Het gebouw werd nooit gerealiseerd – de Britse maatschappij ging vroegtijdig failliet (dat heb je met vastgoedspeculatie) – maar Alexis Dumont liet zich later bij de bouw van het Shellgebouw en de Ravensteingalerij duidelijk inspireren op de plannen voor Municipal Development. Horta’s gedroomde rue couverte bestaat dus wel degelijk. Ook de andere werven kwamen moeilijk op gang en zullen gebukt gaan onder een eindeloze reeks besparingen en compromissen. Een gefrustreerde Horta moppert in zijn memoires over een Brussel dat uitblinkt in creatieve middelmatigheid en kleinburgerlijkheid.
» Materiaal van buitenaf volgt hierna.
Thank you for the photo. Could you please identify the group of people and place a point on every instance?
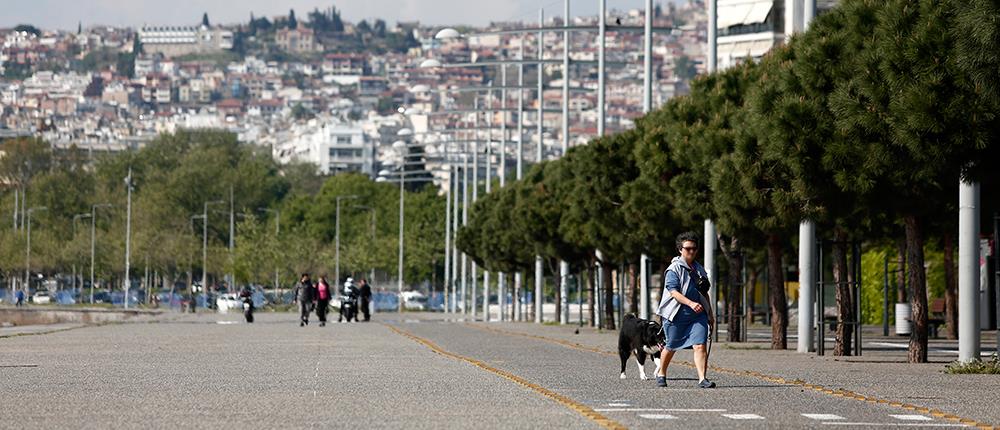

De slechte verbinding tussen de boven- en benedenstad bezorgde beleidsmakers in de jaren 20 al kopzorgen. Horta kwam met een oplossing die bulkte van stedenbouwkundige finesse en knowhow. Wie zich aan het Warandepark bevond, daalde via de boveningang van BOZAR (Koningsstraat 10, helaas permanent gesloten) via een ingenieus netwerk aan trappen, gangen en hallen af tot aan de ingang van Municipal Development.
Via Horta’s rue couverte ging het vervolgens in rechte lijn naar het Centraal Station. Daar dook men via de Hortagalerij door tot aan de voet van de Grote Markt. Als gebruiker van dit tracé overbrugde je in geen tijd en beschut voor wind en regen een aanzienlijk hoogteverschil. Horta was duidelijk een architect die inzat met comfort. Decennialang bouwde hij herenhuizen als maatwerk (de heren Solvay, Van Eetvelde of Aubecq zouden het beamen). Hij was ook een man die goochelde met ruimte: zijn urbanistisch parcours rebelleerde tegen de grenzen van boven- en ondergrond, straat of tunnel en de aard van private of publieke ruimte. Architectuur werd in Horta’s handen een spel van stedenbouw en stedenbouw werd architectuur.
Horta kwam met een oplossing die bulkte van stedenbouwkundige finesse en knowhow.